Size: 3 feet (0.91 metres) tall. 1 foot 11 inches (0.58 metres) across the arms. The shaft is 14 inches (0.36 metres) wide and 8 inches (0.20 metres) in depth.
Information: The manor house next to the village green is Dunstone Court, the traditional home of the Hamlyn family. Prior to 1860, the cross had fallen and was taken for safekeeping by the Rev. J.H. Mason, Vicar of Widecombe, and set up at the end of the wall to his garden. In 1981, Miss M. Hamlyn arranged for the cross to be re-erected in its rightful place back on the Dunstone village green.
On one face of the cross, below the level of the arms, there is an incised cross which measures 8 inches (20 centimetres) high and 5 inches (13 centimetres) across the arms. The shaft of the cross is shorter than it was originally and it has been set up on a stack of three boulders.

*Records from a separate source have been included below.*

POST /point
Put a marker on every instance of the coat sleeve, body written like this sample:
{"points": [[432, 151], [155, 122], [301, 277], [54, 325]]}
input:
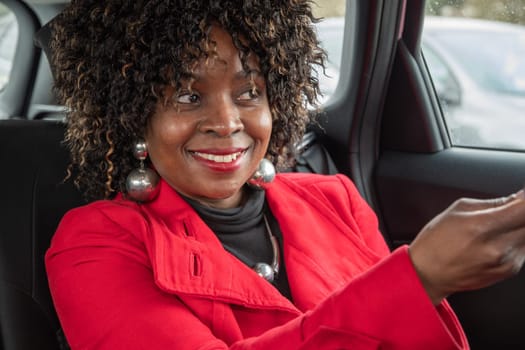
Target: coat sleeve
{"points": [[103, 290]]}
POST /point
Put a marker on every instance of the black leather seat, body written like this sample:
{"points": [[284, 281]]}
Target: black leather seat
{"points": [[34, 198]]}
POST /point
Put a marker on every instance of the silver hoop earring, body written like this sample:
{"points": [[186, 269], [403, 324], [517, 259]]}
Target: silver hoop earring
{"points": [[142, 183], [264, 174]]}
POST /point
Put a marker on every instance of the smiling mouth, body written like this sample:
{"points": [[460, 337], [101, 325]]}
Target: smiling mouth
{"points": [[219, 158]]}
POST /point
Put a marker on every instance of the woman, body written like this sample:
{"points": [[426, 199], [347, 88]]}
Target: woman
{"points": [[210, 254]]}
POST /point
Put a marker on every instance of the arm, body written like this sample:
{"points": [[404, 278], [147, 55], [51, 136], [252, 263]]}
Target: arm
{"points": [[104, 293]]}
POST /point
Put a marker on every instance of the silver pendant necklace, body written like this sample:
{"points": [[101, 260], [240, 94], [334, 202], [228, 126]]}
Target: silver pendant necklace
{"points": [[266, 271]]}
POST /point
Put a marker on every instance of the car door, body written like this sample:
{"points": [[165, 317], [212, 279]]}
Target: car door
{"points": [[389, 134]]}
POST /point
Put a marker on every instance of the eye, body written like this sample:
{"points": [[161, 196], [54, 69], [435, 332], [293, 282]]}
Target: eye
{"points": [[187, 98], [249, 95]]}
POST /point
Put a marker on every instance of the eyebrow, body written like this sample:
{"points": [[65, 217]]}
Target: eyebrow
{"points": [[242, 74]]}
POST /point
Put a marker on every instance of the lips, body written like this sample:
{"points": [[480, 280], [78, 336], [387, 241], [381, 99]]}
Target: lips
{"points": [[219, 158]]}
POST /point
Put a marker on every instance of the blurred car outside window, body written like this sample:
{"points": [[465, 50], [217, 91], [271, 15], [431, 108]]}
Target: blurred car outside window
{"points": [[475, 53], [8, 39], [330, 31]]}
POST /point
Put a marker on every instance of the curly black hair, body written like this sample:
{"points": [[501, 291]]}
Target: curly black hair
{"points": [[113, 60]]}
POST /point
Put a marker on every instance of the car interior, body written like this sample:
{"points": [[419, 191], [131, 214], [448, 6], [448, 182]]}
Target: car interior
{"points": [[383, 128]]}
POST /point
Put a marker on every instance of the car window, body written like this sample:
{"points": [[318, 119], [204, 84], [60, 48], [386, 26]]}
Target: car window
{"points": [[330, 31], [474, 52], [8, 38]]}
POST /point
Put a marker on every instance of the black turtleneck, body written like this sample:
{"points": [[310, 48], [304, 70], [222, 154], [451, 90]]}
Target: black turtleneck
{"points": [[243, 233]]}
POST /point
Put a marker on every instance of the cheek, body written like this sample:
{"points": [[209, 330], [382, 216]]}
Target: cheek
{"points": [[265, 127]]}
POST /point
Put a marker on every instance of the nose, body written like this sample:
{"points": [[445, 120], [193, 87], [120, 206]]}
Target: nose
{"points": [[222, 118]]}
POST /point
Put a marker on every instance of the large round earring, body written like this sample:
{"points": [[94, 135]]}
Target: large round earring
{"points": [[142, 183], [264, 174]]}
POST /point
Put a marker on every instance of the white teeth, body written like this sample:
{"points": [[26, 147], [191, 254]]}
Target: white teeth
{"points": [[228, 158]]}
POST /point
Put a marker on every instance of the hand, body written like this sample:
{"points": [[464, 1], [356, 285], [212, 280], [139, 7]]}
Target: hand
{"points": [[472, 244]]}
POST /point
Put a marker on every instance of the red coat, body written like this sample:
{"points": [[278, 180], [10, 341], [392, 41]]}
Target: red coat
{"points": [[153, 276]]}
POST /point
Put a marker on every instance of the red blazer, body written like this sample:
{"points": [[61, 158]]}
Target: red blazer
{"points": [[153, 276]]}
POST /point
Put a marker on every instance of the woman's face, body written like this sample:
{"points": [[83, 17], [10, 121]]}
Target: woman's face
{"points": [[209, 143]]}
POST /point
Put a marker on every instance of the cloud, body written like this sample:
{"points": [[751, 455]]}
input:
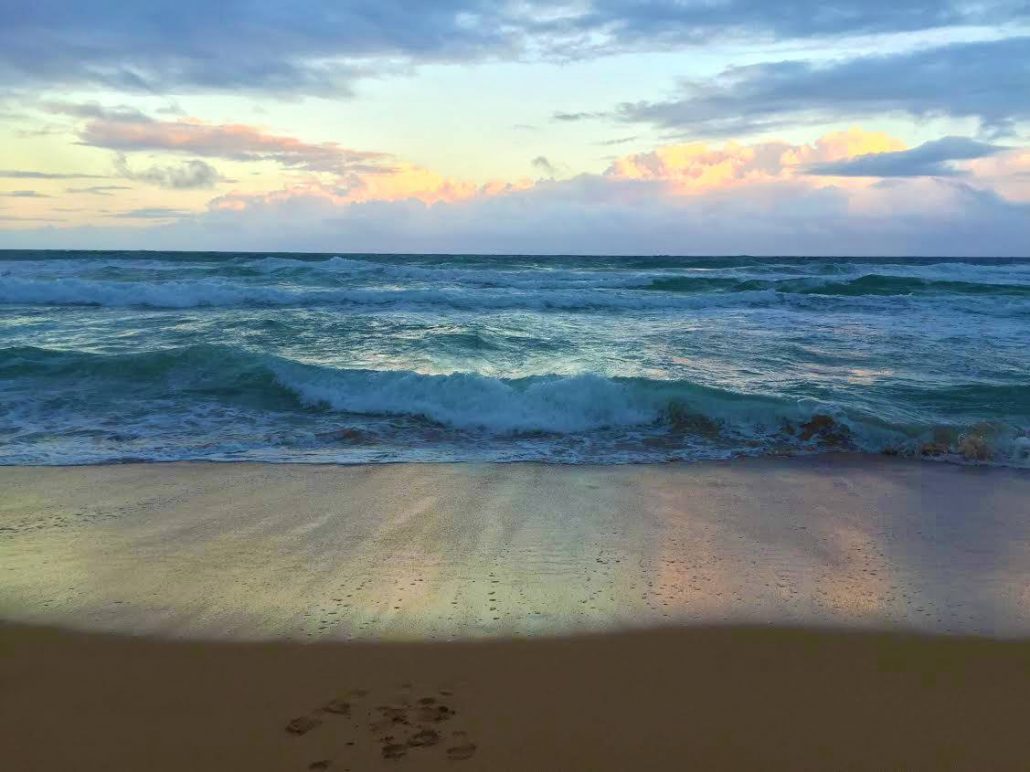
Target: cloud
{"points": [[25, 195], [98, 189], [29, 174], [973, 80], [684, 199], [572, 117], [95, 110], [930, 159], [693, 168], [542, 164], [230, 141], [595, 215], [190, 175], [318, 46], [151, 213], [675, 22]]}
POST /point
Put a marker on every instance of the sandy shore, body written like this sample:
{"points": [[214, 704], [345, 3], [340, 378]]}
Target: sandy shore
{"points": [[688, 699], [456, 551]]}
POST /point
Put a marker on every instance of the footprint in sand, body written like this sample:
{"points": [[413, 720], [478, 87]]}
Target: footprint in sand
{"points": [[461, 752], [302, 725], [399, 728]]}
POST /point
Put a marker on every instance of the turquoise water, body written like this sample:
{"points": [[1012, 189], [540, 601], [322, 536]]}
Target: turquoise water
{"points": [[114, 356]]}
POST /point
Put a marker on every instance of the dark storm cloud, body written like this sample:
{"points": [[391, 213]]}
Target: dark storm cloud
{"points": [[319, 46], [979, 80], [928, 160], [697, 21]]}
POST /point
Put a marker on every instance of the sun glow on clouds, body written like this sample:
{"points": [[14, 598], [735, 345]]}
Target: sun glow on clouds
{"points": [[699, 167], [689, 169]]}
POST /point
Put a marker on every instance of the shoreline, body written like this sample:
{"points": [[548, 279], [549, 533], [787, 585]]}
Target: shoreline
{"points": [[410, 552], [711, 698], [827, 456]]}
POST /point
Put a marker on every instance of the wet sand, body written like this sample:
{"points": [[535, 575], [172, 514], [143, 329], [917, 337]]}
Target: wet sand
{"points": [[725, 698], [421, 552]]}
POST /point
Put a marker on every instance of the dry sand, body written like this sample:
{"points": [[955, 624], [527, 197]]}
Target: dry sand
{"points": [[665, 700]]}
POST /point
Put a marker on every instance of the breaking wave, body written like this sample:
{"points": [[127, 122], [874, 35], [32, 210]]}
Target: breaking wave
{"points": [[645, 416]]}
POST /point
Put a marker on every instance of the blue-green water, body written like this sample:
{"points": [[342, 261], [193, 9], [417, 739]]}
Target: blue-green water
{"points": [[148, 355]]}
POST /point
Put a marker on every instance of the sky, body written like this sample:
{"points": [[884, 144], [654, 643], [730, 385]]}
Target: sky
{"points": [[588, 127]]}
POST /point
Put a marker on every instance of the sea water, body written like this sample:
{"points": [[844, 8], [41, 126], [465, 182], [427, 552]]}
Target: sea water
{"points": [[159, 356]]}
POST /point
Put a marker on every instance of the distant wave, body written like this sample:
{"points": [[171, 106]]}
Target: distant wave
{"points": [[868, 284], [672, 292], [209, 292]]}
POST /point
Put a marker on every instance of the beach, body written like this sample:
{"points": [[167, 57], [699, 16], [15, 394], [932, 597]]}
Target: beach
{"points": [[836, 611], [726, 698]]}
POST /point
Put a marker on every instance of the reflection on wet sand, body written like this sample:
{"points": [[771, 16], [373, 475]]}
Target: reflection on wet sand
{"points": [[439, 551]]}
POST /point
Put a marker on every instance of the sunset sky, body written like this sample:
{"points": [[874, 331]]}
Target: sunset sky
{"points": [[689, 127]]}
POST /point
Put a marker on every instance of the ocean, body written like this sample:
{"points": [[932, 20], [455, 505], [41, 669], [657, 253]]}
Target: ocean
{"points": [[161, 356]]}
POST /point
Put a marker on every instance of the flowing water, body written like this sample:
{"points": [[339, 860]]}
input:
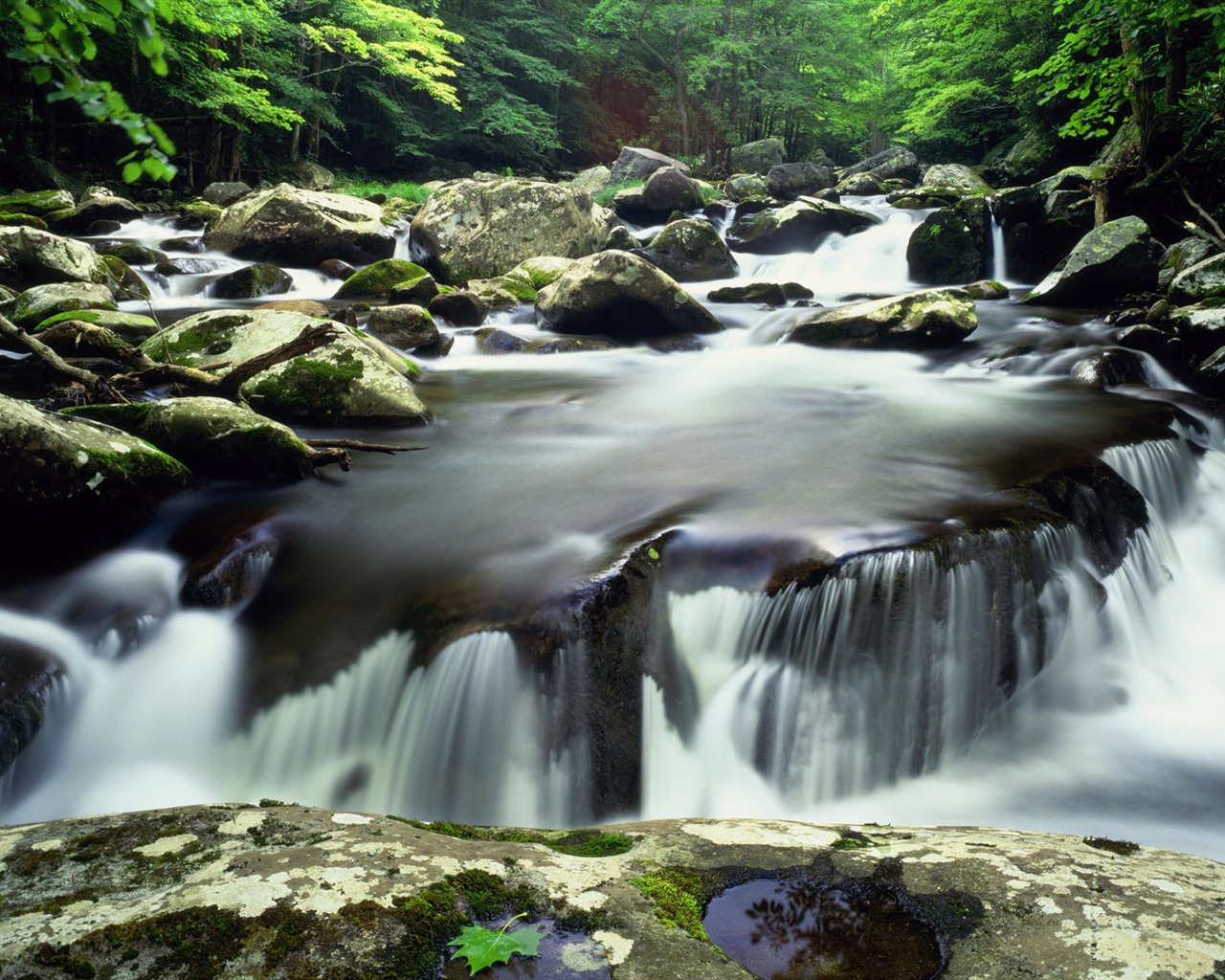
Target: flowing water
{"points": [[1018, 685]]}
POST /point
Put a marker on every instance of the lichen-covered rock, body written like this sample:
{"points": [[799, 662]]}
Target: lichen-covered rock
{"points": [[954, 176], [40, 302], [478, 230], [213, 436], [690, 252], [379, 278], [301, 228], [406, 326], [620, 296], [794, 227], [917, 322], [637, 163], [791, 180], [260, 279], [62, 477], [345, 383], [32, 257], [758, 157], [1203, 280], [1112, 260]]}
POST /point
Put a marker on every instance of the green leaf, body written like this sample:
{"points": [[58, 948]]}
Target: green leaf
{"points": [[484, 947]]}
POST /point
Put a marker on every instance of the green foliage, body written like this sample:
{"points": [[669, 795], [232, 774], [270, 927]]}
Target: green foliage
{"points": [[484, 947]]}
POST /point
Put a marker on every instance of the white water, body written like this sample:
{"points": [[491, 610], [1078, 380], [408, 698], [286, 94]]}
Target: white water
{"points": [[813, 704]]}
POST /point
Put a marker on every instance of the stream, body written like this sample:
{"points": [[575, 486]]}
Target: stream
{"points": [[869, 697]]}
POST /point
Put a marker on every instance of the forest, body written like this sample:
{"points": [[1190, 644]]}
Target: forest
{"points": [[212, 90]]}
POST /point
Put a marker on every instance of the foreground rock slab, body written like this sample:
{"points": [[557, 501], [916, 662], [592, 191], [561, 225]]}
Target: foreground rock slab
{"points": [[285, 891]]}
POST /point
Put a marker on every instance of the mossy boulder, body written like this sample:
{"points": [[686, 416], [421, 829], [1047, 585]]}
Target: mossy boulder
{"points": [[379, 278], [32, 257], [795, 227], [301, 228], [132, 327], [476, 230], [1112, 260], [345, 383], [260, 279], [690, 250], [62, 479], [917, 322], [624, 297], [40, 302], [213, 436], [1201, 282], [950, 245]]}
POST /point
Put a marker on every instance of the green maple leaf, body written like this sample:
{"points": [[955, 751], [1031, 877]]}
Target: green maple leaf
{"points": [[482, 947]]}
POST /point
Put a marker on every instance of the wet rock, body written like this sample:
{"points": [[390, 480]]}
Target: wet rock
{"points": [[478, 230], [691, 250], [406, 326], [1119, 257], [40, 302], [459, 307], [1203, 280], [624, 297], [635, 163], [757, 157], [795, 227], [302, 228], [32, 257], [260, 279], [345, 383], [791, 180], [379, 278], [923, 320], [213, 436]]}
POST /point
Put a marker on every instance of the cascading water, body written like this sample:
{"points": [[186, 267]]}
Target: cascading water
{"points": [[1011, 681]]}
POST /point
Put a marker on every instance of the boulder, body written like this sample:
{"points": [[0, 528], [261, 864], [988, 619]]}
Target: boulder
{"points": [[459, 307], [65, 478], [795, 227], [213, 436], [624, 297], [635, 163], [40, 302], [476, 230], [345, 383], [379, 278], [249, 282], [952, 245], [791, 180], [1201, 282], [301, 228], [691, 250], [32, 257], [1119, 257], [917, 322], [406, 326], [224, 192], [896, 162], [758, 157], [744, 187], [954, 176]]}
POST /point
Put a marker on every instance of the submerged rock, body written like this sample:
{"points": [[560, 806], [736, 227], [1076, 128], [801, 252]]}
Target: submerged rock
{"points": [[923, 320], [301, 228], [624, 297]]}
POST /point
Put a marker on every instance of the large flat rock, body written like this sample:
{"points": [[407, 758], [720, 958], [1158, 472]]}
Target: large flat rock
{"points": [[287, 891]]}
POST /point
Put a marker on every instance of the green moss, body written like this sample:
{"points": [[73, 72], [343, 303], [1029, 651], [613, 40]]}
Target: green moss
{"points": [[680, 897]]}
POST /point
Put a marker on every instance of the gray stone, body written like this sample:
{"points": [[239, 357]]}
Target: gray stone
{"points": [[479, 230], [620, 296], [1119, 257], [301, 228], [923, 320]]}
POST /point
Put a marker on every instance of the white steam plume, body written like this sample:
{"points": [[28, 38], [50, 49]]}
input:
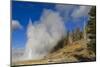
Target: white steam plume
{"points": [[43, 35]]}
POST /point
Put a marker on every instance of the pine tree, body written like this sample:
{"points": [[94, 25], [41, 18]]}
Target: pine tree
{"points": [[91, 29]]}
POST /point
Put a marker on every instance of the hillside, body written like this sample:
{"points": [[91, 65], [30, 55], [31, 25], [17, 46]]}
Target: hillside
{"points": [[75, 52]]}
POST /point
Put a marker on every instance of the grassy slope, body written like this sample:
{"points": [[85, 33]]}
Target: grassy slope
{"points": [[74, 52]]}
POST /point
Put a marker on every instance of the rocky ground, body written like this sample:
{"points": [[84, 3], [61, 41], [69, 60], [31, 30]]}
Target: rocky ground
{"points": [[75, 52]]}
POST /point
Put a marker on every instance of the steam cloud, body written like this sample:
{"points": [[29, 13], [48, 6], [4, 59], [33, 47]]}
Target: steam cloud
{"points": [[43, 35]]}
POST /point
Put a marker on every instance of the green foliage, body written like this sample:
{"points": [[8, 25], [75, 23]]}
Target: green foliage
{"points": [[91, 29]]}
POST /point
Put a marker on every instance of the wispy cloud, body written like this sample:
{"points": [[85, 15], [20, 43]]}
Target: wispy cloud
{"points": [[16, 25], [73, 11], [81, 11]]}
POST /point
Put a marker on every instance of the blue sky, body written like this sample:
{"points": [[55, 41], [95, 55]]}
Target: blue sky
{"points": [[23, 11]]}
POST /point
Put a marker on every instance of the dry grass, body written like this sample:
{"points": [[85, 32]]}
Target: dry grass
{"points": [[65, 54]]}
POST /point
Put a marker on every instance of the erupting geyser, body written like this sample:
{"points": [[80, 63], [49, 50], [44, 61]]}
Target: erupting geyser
{"points": [[43, 35]]}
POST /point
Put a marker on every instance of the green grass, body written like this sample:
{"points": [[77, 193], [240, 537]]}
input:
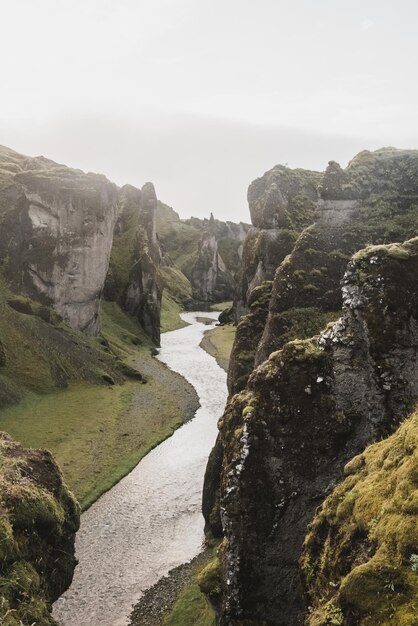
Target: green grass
{"points": [[190, 609], [99, 432]]}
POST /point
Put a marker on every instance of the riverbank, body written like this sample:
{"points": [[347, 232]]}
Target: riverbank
{"points": [[98, 433], [150, 522], [218, 342], [176, 600]]}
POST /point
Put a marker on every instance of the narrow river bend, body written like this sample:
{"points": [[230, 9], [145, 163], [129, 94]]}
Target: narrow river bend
{"points": [[151, 520]]}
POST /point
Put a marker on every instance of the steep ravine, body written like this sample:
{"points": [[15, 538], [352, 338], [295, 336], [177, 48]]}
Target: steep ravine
{"points": [[149, 522]]}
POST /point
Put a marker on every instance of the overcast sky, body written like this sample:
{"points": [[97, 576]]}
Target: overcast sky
{"points": [[203, 96]]}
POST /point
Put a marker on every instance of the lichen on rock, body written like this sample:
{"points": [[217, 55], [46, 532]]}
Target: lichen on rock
{"points": [[314, 404]]}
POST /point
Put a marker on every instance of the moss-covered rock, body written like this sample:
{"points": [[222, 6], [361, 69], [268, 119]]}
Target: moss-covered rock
{"points": [[361, 551], [372, 201], [306, 411], [37, 531], [133, 279]]}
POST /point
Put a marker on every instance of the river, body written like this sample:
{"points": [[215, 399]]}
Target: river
{"points": [[151, 520]]}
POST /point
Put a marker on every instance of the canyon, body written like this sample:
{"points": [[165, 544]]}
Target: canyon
{"points": [[310, 494]]}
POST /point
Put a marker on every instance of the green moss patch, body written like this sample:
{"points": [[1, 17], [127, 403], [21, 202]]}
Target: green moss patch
{"points": [[361, 550]]}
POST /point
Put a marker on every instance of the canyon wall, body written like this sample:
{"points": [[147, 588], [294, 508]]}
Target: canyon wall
{"points": [[38, 524], [306, 406]]}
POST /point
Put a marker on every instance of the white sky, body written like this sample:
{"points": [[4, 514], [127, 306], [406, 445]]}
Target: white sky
{"points": [[203, 96]]}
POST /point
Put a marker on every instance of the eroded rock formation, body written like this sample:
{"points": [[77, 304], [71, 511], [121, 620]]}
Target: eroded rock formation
{"points": [[313, 404], [56, 234], [133, 279], [306, 411], [214, 272]]}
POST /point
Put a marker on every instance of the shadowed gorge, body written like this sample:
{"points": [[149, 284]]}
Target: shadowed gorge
{"points": [[308, 393], [309, 496]]}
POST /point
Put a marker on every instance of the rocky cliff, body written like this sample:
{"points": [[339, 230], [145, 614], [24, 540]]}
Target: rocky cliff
{"points": [[360, 559], [207, 252], [311, 405], [214, 272], [282, 203], [37, 530], [56, 229], [133, 278]]}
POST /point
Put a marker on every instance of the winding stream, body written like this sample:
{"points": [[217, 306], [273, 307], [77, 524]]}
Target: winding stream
{"points": [[151, 520]]}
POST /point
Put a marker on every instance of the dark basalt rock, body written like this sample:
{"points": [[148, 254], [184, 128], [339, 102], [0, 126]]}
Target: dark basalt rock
{"points": [[306, 411], [372, 201]]}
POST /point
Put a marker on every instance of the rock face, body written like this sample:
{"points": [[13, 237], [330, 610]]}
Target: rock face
{"points": [[133, 279], [282, 203], [312, 404], [305, 413], [213, 274], [56, 234], [38, 524], [373, 201]]}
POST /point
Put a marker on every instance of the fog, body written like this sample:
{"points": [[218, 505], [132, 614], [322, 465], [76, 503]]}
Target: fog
{"points": [[201, 98]]}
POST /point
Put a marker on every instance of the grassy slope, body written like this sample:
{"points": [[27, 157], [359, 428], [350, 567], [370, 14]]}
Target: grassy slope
{"points": [[360, 559], [98, 433], [190, 609]]}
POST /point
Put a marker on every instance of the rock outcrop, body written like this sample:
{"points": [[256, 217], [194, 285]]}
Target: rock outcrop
{"points": [[372, 201], [56, 229], [312, 404], [37, 531], [133, 278], [282, 203], [305, 413], [214, 271], [360, 557]]}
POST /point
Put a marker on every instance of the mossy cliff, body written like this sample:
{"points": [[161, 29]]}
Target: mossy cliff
{"points": [[307, 411], [201, 257], [133, 278], [373, 201], [214, 272], [360, 557], [37, 531], [282, 203]]}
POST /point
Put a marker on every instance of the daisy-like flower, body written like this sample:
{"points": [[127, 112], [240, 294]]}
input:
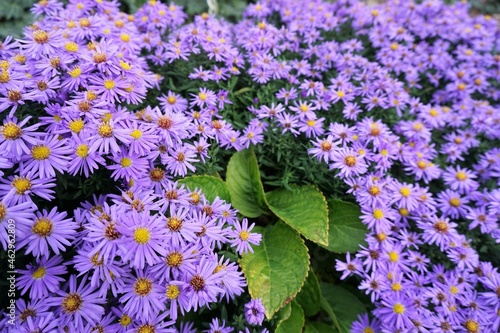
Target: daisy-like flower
{"points": [[461, 180], [49, 231], [242, 238], [47, 157], [143, 297], [173, 102], [143, 237], [22, 213], [180, 159], [348, 161], [77, 304], [14, 138], [128, 165], [255, 312], [42, 278]]}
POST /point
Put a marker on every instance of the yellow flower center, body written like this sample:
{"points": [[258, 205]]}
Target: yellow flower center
{"points": [[350, 160], [393, 256], [72, 303], [82, 150], [142, 235], [125, 65], [21, 184], [109, 84], [405, 192], [171, 100], [42, 227], [40, 36], [125, 37], [39, 273], [3, 212], [75, 72], [136, 134], [471, 326], [125, 320], [398, 308], [143, 286], [174, 259], [105, 130], [71, 47], [40, 152], [76, 126], [455, 202], [378, 214], [11, 131], [244, 235], [173, 291]]}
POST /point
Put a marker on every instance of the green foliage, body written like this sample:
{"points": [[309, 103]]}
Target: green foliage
{"points": [[310, 295], [347, 231], [14, 16], [304, 209], [210, 186], [294, 322], [278, 268], [342, 306], [245, 187]]}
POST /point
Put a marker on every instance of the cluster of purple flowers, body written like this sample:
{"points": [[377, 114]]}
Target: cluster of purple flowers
{"points": [[413, 116], [153, 248]]}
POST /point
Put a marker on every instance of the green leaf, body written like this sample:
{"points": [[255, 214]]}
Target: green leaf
{"points": [[210, 186], [346, 230], [295, 321], [318, 327], [304, 209], [277, 269], [245, 187], [345, 306], [310, 295]]}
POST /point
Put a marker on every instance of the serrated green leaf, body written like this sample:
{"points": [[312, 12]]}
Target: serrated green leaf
{"points": [[318, 327], [277, 269], [294, 322], [304, 209], [347, 231], [344, 305], [245, 187], [309, 296], [210, 186]]}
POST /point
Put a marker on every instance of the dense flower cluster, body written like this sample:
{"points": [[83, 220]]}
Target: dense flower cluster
{"points": [[151, 248], [404, 111]]}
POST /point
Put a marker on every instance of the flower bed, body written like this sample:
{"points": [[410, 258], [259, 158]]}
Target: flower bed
{"points": [[316, 167]]}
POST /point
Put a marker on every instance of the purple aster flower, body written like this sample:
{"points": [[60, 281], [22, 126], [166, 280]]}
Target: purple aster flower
{"points": [[143, 237], [49, 231], [241, 237], [42, 278], [77, 304], [142, 298], [348, 161], [14, 137], [255, 312]]}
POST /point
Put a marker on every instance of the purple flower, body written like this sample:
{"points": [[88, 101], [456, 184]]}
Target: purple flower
{"points": [[255, 312]]}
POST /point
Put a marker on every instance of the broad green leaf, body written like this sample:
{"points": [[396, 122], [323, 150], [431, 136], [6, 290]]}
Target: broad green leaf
{"points": [[295, 321], [346, 230], [245, 187], [318, 327], [309, 296], [345, 306], [277, 269], [210, 186], [304, 209]]}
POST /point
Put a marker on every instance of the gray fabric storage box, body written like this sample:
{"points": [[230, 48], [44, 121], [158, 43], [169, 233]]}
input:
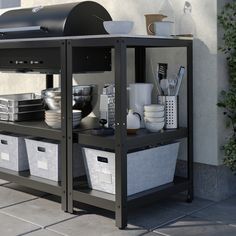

Also on this tiny village green is the ‘Dun’, or ‘Rent’ Stone. This is a large boulder with a flat top, which is pock-marked with small depressions or rock basins. During previous centuries, the Lord of the Manor used to hold his court here and his tenants would deposit their rent, in coins, in these depressions. It is said that, during the plague, vinegar would have been poured into the depressions in order to cleanse the coins and to reduce the chance of a spread of the infection. Did the presence of this ‘Dun Stone’ give its name to the Manor? Or was it the other way around?